"En busca del barón Corvo", de A. J. A. Symons
No hay nadie como los ingleses para escribir biografías (y para montar cementerios improvisados en sus jardincitos traseros, también es cierto) y Symons me da la razón: su biografía del Barón Corvo como deliciosa búsqueda de enlaces literarios, epistolares, vitales y recuerdos directos de quienes le conocieron es una de las mejores reconstrucciones de una vida de escritor que he leído y, seguramente, de las más tramposas, aunque con el dignísimo fin de convertirse en espléndida literatura.
Symons consigue entregar a los lectores los restos mortales del pobre falso Barón en varios cucuruchos de papel rellenos de cartas mezquinas, paranoias varias, reproducciones literarias que lo dicen todo de los sueños del biografiado (fascinante ese Adriano VII; ese sueño novelesco de Corvo de acabar como Papa de Roma, acompañado de varios chulazos desnudos en sus aposentos), escritos inéditos y recreaciones de sus últimos días de miseria veneciana en compañía de jovencitos, a bordo de una góndola a la deriva.
"En busca del barón Corvo" es una magnífica biografía.
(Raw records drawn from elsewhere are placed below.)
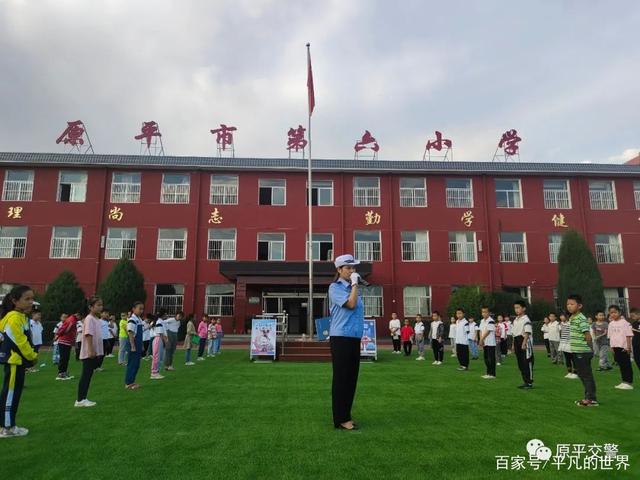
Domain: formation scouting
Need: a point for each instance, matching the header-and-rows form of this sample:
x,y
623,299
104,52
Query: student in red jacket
x,y
406,335
66,340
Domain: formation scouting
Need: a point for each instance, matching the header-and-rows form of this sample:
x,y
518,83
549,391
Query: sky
x,y
564,74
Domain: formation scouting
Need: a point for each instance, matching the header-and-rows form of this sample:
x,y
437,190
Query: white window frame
x,y
228,194
364,196
65,244
130,191
552,198
163,245
455,201
23,189
10,245
227,246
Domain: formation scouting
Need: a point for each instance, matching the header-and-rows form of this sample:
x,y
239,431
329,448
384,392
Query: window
x,y
617,296
459,193
72,187
556,194
602,195
415,246
462,247
125,187
366,192
18,186
219,300
322,245
609,248
555,239
372,300
172,244
65,242
273,192
271,246
508,194
224,190
121,243
222,244
169,297
321,193
513,247
13,242
175,188
417,300
366,246
413,192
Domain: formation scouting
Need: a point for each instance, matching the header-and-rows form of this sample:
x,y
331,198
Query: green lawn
x,y
229,418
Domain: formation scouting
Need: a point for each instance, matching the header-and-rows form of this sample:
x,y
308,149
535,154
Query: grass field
x,y
229,418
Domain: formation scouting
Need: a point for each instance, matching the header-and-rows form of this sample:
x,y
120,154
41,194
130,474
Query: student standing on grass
x,y
16,354
134,330
580,343
191,331
91,350
599,331
462,340
123,339
66,338
635,328
565,348
394,331
523,344
488,342
554,338
620,337
437,338
345,332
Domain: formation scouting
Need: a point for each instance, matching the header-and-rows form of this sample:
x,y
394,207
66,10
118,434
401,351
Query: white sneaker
x,y
624,386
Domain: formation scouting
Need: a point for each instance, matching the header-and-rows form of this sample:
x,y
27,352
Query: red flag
x,y
312,97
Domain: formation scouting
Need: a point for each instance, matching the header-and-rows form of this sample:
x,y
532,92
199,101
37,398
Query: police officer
x,y
347,324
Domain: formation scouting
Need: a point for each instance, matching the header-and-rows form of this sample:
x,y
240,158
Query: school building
x,y
227,236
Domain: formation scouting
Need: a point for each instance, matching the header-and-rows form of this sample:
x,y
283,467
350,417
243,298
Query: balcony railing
x,y
65,248
367,251
513,252
602,200
554,199
17,191
366,197
459,198
12,247
462,252
608,253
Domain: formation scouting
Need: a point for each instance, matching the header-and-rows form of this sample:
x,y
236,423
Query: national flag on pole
x,y
312,98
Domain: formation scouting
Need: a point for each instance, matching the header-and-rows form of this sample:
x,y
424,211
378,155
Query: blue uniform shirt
x,y
344,321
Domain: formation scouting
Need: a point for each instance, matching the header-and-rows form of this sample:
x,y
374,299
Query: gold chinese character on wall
x,y
215,217
467,218
372,218
116,214
14,212
559,220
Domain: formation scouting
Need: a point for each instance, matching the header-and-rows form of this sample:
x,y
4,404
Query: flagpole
x,y
310,207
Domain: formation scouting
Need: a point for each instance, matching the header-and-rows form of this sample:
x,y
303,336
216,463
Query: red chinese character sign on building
x,y
76,137
224,139
508,146
367,142
296,140
438,145
150,139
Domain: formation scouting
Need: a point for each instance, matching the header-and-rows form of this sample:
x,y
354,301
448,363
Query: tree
x,y
63,295
471,299
578,273
122,287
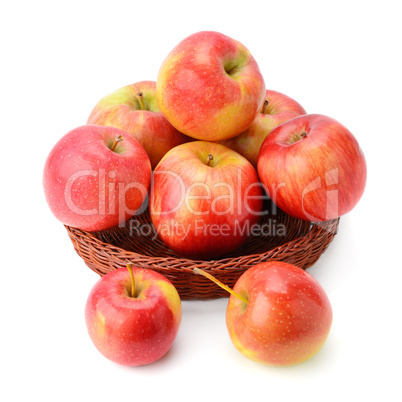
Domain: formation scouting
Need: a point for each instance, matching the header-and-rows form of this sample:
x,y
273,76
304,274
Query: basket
x,y
280,238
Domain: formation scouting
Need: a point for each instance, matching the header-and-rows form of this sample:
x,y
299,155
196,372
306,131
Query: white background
x,y
338,58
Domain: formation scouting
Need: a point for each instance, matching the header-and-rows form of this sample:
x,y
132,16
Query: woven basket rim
x,y
306,244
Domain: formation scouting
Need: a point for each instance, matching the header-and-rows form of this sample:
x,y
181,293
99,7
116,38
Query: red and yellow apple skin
x,y
133,331
204,208
313,168
277,109
210,87
91,187
287,318
140,116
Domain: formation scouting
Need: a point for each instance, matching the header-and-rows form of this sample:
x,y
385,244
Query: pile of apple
x,y
203,146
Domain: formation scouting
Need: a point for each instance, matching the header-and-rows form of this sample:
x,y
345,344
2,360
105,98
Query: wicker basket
x,y
281,238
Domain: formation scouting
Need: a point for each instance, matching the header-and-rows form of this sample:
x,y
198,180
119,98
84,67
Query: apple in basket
x,y
96,177
205,199
277,108
210,87
133,315
313,168
134,109
277,314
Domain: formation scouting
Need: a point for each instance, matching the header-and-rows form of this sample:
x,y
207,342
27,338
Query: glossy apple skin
x,y
197,94
203,211
318,177
90,187
288,316
123,109
279,109
133,331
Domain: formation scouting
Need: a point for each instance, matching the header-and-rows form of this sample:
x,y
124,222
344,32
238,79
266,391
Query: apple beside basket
x,y
282,238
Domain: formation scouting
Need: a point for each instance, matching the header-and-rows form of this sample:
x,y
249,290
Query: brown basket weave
x,y
297,242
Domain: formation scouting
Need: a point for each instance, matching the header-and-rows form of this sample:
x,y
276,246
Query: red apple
x,y
205,199
210,87
277,108
134,109
96,177
278,314
313,168
133,316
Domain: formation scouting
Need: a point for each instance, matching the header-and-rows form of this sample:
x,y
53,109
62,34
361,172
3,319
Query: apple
x,y
313,168
134,109
277,108
205,199
96,177
133,315
210,87
277,314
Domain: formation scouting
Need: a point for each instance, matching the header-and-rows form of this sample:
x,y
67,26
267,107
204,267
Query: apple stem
x,y
130,270
140,98
264,107
199,271
210,159
116,141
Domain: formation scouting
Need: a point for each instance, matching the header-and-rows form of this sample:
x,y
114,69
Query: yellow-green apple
x,y
205,199
277,108
134,109
277,314
133,315
210,87
313,168
96,177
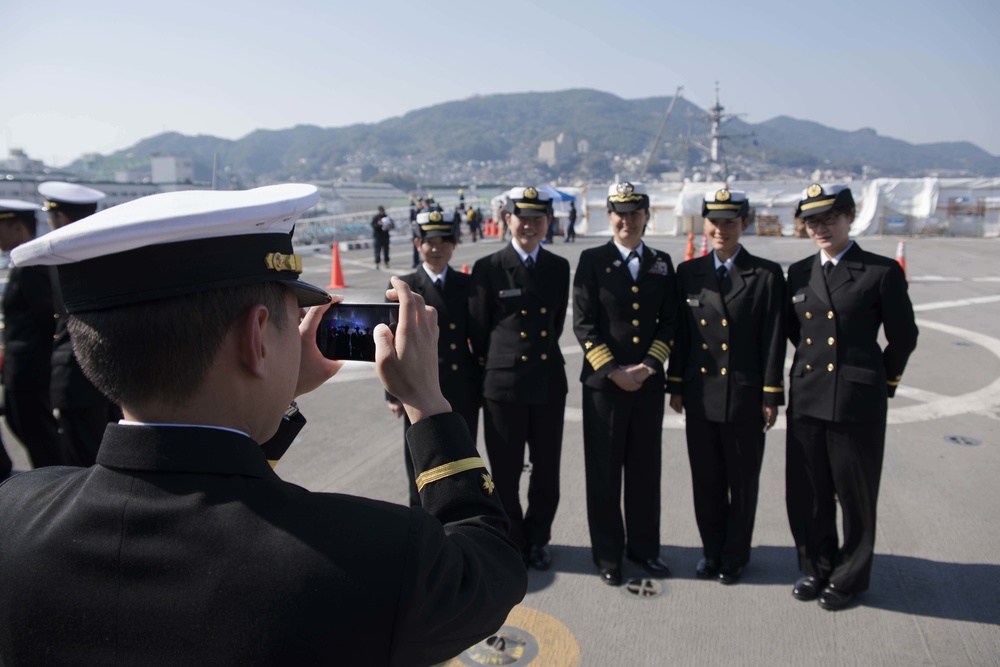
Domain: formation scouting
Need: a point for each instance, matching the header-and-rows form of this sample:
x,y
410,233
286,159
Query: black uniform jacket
x,y
458,370
517,317
621,322
840,373
182,547
70,388
28,327
729,360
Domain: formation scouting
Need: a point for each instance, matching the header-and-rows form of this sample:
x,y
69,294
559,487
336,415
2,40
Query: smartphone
x,y
346,329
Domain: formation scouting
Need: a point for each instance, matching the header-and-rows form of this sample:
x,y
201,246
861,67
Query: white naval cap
x,y
528,202
61,192
725,204
12,205
817,199
436,223
178,243
624,197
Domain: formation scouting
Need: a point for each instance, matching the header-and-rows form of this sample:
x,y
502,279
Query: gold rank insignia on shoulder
x,y
278,262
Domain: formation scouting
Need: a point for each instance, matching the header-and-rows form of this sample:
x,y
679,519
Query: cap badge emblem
x,y
278,262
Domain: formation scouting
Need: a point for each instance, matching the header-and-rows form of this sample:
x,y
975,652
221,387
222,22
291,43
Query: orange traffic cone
x,y
689,252
336,275
901,257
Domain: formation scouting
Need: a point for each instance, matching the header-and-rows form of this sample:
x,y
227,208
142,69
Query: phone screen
x,y
346,330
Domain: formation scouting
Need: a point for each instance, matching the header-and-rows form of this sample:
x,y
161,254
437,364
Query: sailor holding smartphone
x,y
181,545
447,291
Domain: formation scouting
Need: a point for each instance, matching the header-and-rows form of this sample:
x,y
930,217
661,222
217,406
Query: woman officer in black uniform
x,y
841,380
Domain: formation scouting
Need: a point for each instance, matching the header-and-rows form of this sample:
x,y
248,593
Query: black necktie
x,y
628,264
723,275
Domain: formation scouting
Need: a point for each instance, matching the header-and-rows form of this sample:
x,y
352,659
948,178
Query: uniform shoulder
x,y
878,260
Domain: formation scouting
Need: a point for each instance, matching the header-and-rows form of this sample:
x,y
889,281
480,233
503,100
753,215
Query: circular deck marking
x,y
526,635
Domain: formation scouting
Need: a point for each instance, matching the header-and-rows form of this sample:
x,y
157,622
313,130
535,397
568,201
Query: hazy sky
x,y
98,76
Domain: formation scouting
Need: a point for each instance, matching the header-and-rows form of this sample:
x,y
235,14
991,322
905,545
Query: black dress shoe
x,y
655,567
707,568
808,588
612,576
729,575
540,558
833,599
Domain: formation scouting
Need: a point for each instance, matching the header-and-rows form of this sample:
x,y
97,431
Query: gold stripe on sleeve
x,y
599,356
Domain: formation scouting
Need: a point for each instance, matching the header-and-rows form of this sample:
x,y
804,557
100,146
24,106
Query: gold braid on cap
x,y
626,192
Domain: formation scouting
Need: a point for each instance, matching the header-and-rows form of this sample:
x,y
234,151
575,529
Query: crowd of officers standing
x,y
708,338
50,405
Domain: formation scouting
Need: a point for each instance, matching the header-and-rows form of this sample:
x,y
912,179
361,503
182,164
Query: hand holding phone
x,y
346,330
407,361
Pero también es una afiladísima reflexión sobre la creación literaria como sólido contenedor de paranoias y el deseo (y la certeza de merecerlo) de ser otro más importante, más rico, más loco.


M.k dijo
Sí, es un libro estupendo. Sólo te ha faltado decir la época en que está escrito: ¿ya no se escriben libros así? Corvo y Cierro.